Which extinct pigeon species would you bring back if you could?

Which extinct pigeon species would you bring back if you could?

  • Rodrigues Blue Pigeon (Alectroenas rodericana)

    Votes: 0 0.0%
  • Reunion Pigeon (Columba duboisi)

    Votes: 0 0.0%

  • Total voters
    27
  • Poll closed .
Passenger Pigeons needed very large breeding colonies, without which individual birds would not survive. If flocks of this size still existed, WE WOULD KNOW ABOUT THEM!!!!!!!!!! Most of those sightings came from heavily birded states (Wisconsin, Missouri, ect.). I doubt a Passenger Pigeon could survive there undetected.

Besides, those photos are clearly juvenile Mourning Doves in the early mourning (or late evening) light.
I agree those birds aren't Passenger Pigeons, but am not convinced they would not adapt to breeding in smaller groups or single pairs.
 
Refused to vote due to the lack of Natunaornis gigoura - Fiji's version of a dodo, the Viti Levu giant pigeon.
 
Moreover, it was a more attractive species

but also because they don't look very pigeon-like.
Isn't that a tad bit superficial? "I'm sorry, but we cannot resurrect your species." "But, why???" "You're not attractive enough and don't look like pigeons. Next!" :p

As for the aforementioned Carolina parakeet, it always makes me sad to think that if the German ornithologist Hans Freiherr von Berlepsch had taken better care, the species might have had a chance for a comeback thanks to ex situ conservation.
Once in zoos but now extinct
 
So no one knows where Liverpool pigeons are from? Is this a scenario where a specimen was collected and then sat in a museum for years before someone recognised it was something new and unique?
 
So no one knows where Liverpool pigeons are from? Is this a scenario where a specimen was collected and then sat in a museum for years before someone recognised it was something new and unique?

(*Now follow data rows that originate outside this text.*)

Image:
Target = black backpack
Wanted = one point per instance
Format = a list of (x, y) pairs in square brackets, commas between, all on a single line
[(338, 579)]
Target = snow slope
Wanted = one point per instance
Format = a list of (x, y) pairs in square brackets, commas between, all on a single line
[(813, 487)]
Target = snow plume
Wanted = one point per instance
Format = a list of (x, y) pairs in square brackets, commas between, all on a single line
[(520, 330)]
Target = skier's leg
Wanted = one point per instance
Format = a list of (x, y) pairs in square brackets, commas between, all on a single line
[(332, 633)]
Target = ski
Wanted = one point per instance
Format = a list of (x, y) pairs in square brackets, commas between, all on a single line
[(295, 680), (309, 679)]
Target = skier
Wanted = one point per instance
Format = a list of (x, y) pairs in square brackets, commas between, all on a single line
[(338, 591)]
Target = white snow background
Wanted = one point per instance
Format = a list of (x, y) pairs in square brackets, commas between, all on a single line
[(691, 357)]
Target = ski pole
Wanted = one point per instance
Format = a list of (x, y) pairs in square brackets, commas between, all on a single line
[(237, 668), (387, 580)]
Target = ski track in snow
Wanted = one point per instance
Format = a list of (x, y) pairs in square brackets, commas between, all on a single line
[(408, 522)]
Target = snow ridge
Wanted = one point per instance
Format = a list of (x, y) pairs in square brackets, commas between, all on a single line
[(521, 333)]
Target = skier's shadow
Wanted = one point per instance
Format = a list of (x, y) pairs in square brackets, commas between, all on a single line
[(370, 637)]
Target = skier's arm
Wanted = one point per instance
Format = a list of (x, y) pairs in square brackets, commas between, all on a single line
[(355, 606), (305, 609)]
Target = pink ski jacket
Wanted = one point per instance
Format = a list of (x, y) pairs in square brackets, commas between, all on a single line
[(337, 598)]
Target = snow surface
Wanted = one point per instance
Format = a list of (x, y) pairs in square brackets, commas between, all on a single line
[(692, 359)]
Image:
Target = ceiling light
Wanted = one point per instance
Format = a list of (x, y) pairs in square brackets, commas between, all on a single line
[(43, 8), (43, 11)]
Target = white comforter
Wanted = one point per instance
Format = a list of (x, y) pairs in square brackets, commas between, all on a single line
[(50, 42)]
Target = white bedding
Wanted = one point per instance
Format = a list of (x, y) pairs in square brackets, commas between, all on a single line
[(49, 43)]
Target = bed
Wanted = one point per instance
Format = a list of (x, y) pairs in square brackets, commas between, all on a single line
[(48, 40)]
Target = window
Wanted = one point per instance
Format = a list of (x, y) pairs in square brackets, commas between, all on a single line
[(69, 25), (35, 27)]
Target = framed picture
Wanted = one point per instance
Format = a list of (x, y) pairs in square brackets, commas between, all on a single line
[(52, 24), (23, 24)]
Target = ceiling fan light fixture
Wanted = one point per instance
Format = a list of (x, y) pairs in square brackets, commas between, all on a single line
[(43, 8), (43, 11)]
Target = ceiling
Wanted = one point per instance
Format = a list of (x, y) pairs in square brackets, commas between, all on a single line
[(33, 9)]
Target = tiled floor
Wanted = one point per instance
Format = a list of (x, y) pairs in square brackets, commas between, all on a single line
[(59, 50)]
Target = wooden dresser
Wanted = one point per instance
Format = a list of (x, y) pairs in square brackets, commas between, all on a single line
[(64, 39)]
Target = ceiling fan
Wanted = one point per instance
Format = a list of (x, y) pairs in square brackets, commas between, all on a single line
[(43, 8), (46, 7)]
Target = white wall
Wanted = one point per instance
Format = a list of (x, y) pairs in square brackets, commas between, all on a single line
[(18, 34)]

Not quite; it was recognised as distinct by the ornithologist John Latham in the 18th century based on two specimens and a drawing which he had been shown (of which one specimen and the drawing have been lost), but he wasn't given locality information for either specimen. We can make educated guesses that the species lived in the South Pacific based on the origin of other specimens in the two personal collections which held them, and some suggestion has been made that the species came from Tahiti due to reports of a somewhat-similar bird in the accounts of Tahitians interviewed in the 1920s.

Unfortunately, after being recognised as distinct for many years, in the 19th century the zoological consensus was that the species was probably just a deformed Nicobar Pigeon - largely due to the fact Rothschild held a lot of influence and didn't accept the species himself - and although this has now been conclusively debunked, valuable time (and one specimen) was lost so we likely will never know for sure.
 
Hope I don't come across as a spoil sport or to sound like a total bore but to be frank I wouldn't want to bring back any of them from extinction in that hypothetical situation.

I'd rather focus and mobilize resources / research and attention on extant but critically endangered columbidae species and particularly those from Brazil like the purple winged ground dove and the blue eyed ground dove.

I feel that living species have to be the priority and I think that the passenger pigeon and other extinct columbids do serve as very poignant (and useful) illustrative symbols and reminders of the tragedy of extinction.
 
this fellow sends a shiver down my spine. The Pink Pigeon (Nesoenas mayeri). Off topic but this little devil had me in the mid-late 1990's killing hours and hours of time on an online (bear in mid to late mind late 90's) model to look at population levels effect given all sorts of eco, bio & natural disasters, it would not work and everyone invented the findings and our Professor even gave us all a decent score to keep shhhh!